At one point during the interview, Fishkin expresses his own discomfort with the litigation against the restrictive voting laws, pointing out the overwhelming partisanship that influences them. While he understands that these laws do seem to be written with partisan skew in favor of Conservatives, it is still frustrating that the litigation is motivated by the partisan effects of laws instead of their actual consequences.

“Ultimately, we shouldn’t be exclusively focused on the partisan effects of laws, we should be interested in whether people are supposed to have a right to vote, can vote,” he says, “Even when that doesn’t have a partisan skew, it’s still Constitutionally important.”

He argued that in situations that Democrats and Republicans are in agreement, but there are people disenfranchised by a policy, there seems to be no action by either side to work to give these voters their Constitutional rights because neither party feels that they have any partisan incentive to do so. He points out that this litigation is often brought forward by party-backed interested groups, but never individuals that are negatively affected by these laws.

“What you don’t have, in this litigation, is somebody coming forward and saying ‘I am actually not able to vote this cycle because of this law.’And it’s possible to find those people- journalists found those people in writing about the story- but they weren’t the plaintiffs, really. Had they been there, there might have been a different result, a result that maybe neither of the two main sides may have wanted.”

Here lies the gap between the interests of a particular side and the interests of actual voters, a divide that was also a point of contention in the context of Battleground Texas. Did BGTX register people to vote because it’s a fundamental right, or simply because they wanted to increase the influence of Democrats?

The assumption that simply registering hordes of minority voters would lead to a gradual Democratic shift proved to be problematic, highlighting Battleground Texas’s partisan focus. Even when registered, citizens did not necessarily vote for the candidates that BGTX projected them to. For example, Wendy Davis infamously polled horribly among Latino men, a group specifically targeted by BGTX; her advocacy for abortion rights turned many conservative, minority voters off, who then either didn’t vote or voted for her opponent.

In general, Latinos in Texas do tend to be more conservative than Latinos in other parts of the country: in 2012, PolitiFact Texas reported that, while only winning about 27% of the Latino vote in other states, Mitt Romney carried a staggering 37% of the Latino vote in Texas during his presidential campaign. One could criticize building a massive outreach campaign whose “success” hinges on a preconceived notion that generalizes the majority of an ethnic group in and of itself. If BGTX’s goal focused more on enfranchising people than attaining the immediate Democratic vote, the organization may not have received the backlash it faced post 2014, where many Democratic donors withdrew support.

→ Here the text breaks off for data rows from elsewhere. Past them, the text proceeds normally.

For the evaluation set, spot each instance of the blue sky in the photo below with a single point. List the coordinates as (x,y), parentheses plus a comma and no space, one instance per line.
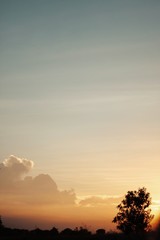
(80,91)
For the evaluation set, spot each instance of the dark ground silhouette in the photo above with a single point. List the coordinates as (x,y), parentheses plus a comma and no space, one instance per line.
(69,234)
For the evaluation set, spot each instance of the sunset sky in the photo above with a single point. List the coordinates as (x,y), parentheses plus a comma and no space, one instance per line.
(79,109)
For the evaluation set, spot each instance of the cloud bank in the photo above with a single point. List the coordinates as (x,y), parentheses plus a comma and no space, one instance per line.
(16,187)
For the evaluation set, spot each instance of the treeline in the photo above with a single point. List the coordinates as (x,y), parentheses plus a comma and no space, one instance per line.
(80,233)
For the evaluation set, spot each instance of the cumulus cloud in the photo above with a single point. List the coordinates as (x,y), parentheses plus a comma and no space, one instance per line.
(100,200)
(13,168)
(41,189)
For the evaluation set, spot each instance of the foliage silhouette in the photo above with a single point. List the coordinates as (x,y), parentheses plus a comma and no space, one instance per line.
(134,214)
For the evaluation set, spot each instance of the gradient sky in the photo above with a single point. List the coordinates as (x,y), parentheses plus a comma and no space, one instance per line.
(80,92)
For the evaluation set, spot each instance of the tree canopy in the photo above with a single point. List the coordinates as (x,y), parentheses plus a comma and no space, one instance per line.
(134,215)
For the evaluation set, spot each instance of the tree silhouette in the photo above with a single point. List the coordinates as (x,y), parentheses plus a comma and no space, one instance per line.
(134,214)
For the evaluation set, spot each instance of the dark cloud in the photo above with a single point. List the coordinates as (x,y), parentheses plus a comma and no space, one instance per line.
(38,190)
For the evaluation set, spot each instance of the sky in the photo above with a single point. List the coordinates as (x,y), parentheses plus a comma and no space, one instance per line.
(79,108)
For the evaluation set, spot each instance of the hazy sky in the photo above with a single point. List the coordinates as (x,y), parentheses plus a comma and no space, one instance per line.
(80,92)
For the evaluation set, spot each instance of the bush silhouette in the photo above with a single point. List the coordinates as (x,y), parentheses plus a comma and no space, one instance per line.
(134,214)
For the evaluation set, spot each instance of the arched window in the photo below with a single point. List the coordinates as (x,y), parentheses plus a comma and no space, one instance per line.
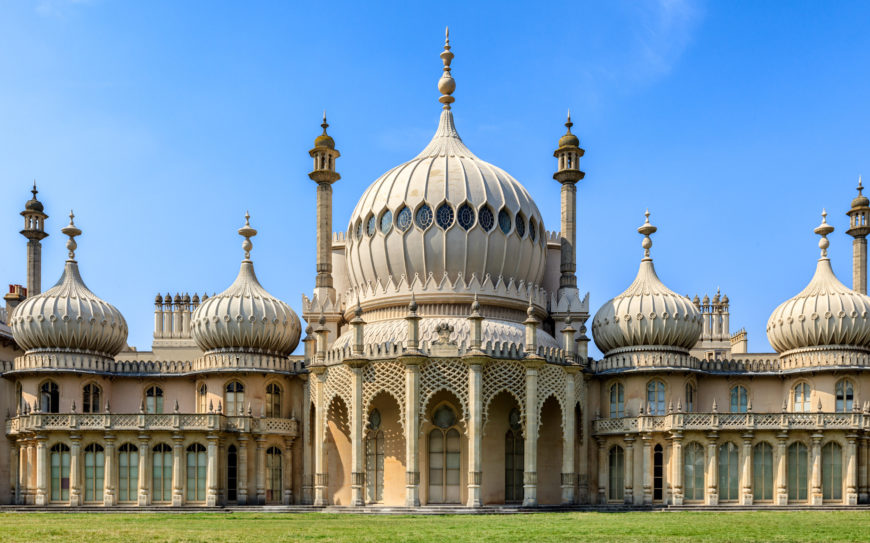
(235,398)
(95,462)
(655,397)
(444,457)
(59,473)
(273,400)
(616,472)
(739,399)
(514,458)
(832,471)
(617,400)
(762,472)
(801,398)
(128,472)
(273,475)
(845,396)
(153,400)
(49,397)
(196,466)
(91,398)
(797,466)
(161,473)
(693,467)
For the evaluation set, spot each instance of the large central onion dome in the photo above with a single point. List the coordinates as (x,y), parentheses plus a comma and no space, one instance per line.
(68,317)
(823,315)
(245,318)
(648,315)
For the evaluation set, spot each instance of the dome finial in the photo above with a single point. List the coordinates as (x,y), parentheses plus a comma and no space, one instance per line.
(72,231)
(248,233)
(646,229)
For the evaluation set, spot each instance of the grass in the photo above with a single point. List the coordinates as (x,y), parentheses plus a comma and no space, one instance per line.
(545,527)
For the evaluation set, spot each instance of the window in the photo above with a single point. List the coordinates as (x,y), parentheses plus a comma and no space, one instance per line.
(91,398)
(762,472)
(617,401)
(95,462)
(196,466)
(739,400)
(616,472)
(655,397)
(154,400)
(845,396)
(128,472)
(801,399)
(235,398)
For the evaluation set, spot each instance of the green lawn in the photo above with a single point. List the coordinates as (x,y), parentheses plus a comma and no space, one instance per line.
(551,527)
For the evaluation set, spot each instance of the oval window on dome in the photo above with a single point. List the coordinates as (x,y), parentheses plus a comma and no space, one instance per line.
(424,217)
(504,221)
(485,218)
(465,216)
(386,221)
(403,219)
(444,216)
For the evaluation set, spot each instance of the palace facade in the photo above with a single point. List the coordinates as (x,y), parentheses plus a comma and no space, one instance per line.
(445,362)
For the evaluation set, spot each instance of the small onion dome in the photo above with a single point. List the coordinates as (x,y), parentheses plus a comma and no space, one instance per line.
(244,317)
(68,317)
(647,314)
(825,313)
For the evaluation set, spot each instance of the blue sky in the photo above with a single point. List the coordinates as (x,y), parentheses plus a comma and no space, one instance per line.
(161,122)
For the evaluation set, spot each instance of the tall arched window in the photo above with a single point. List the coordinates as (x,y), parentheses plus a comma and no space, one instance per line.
(128,472)
(655,397)
(514,458)
(801,398)
(693,466)
(762,472)
(59,473)
(273,400)
(845,396)
(153,400)
(832,471)
(91,398)
(616,473)
(196,466)
(617,400)
(444,457)
(739,399)
(161,473)
(797,472)
(49,397)
(95,462)
(235,398)
(273,475)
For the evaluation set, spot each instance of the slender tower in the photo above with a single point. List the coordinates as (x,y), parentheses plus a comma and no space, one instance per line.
(568,174)
(34,230)
(859,227)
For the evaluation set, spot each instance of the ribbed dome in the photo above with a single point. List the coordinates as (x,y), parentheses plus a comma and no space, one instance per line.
(244,317)
(647,314)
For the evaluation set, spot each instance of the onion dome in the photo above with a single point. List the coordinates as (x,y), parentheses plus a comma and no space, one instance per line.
(68,317)
(647,315)
(825,314)
(245,318)
(446,213)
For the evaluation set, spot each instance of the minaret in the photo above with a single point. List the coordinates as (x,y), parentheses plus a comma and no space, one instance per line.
(324,154)
(859,227)
(568,173)
(34,231)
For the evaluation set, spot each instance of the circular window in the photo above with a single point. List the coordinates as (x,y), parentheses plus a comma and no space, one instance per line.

After the 2014 election, BGTX publicly maintained that they never intended to flip Texas were in one (or even two) election cycles; the organization optimistically look towards the future. However, the backlash from Republicans and withdrawal of many Democratic supporters created lasting effects of the organization: BGTZ has been less active amidst the voter rights litigation in the courts and have maintained a relatively low-profile in the 2016 national election.

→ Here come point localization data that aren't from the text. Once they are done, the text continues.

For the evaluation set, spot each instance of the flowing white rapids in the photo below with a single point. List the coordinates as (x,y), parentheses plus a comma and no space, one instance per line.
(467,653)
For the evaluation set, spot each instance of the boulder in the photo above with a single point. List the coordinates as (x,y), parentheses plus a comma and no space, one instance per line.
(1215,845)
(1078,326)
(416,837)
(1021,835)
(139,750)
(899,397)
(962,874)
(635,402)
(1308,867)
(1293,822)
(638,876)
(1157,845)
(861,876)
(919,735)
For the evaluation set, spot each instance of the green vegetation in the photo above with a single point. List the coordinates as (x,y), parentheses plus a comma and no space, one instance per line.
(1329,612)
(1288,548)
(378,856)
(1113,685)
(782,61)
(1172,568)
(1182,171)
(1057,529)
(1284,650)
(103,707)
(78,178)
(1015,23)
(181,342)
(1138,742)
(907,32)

However, Al-Shalash highlights the relatively groundbreaking impact that Battleground Texas had across the state. In addition to connecting and bolstering so many Democratic headquarters across the state, Al-Shalash emphasizes how truly far-reaching and impactful the movement was.

“Mobilization was their biggest achievement.” she says almost immediately. “My county is very very red, but we had the most active group in the state. There would be blocks when 200 people would come out and spend their day volunteering. It was incredible.”

With crucial elections and Supreme Court decisions coming in the next four years, it’s clear that Battleground Texas has set the stage for what could be a monumental shift in Texas politics, but they will need all the help they can get.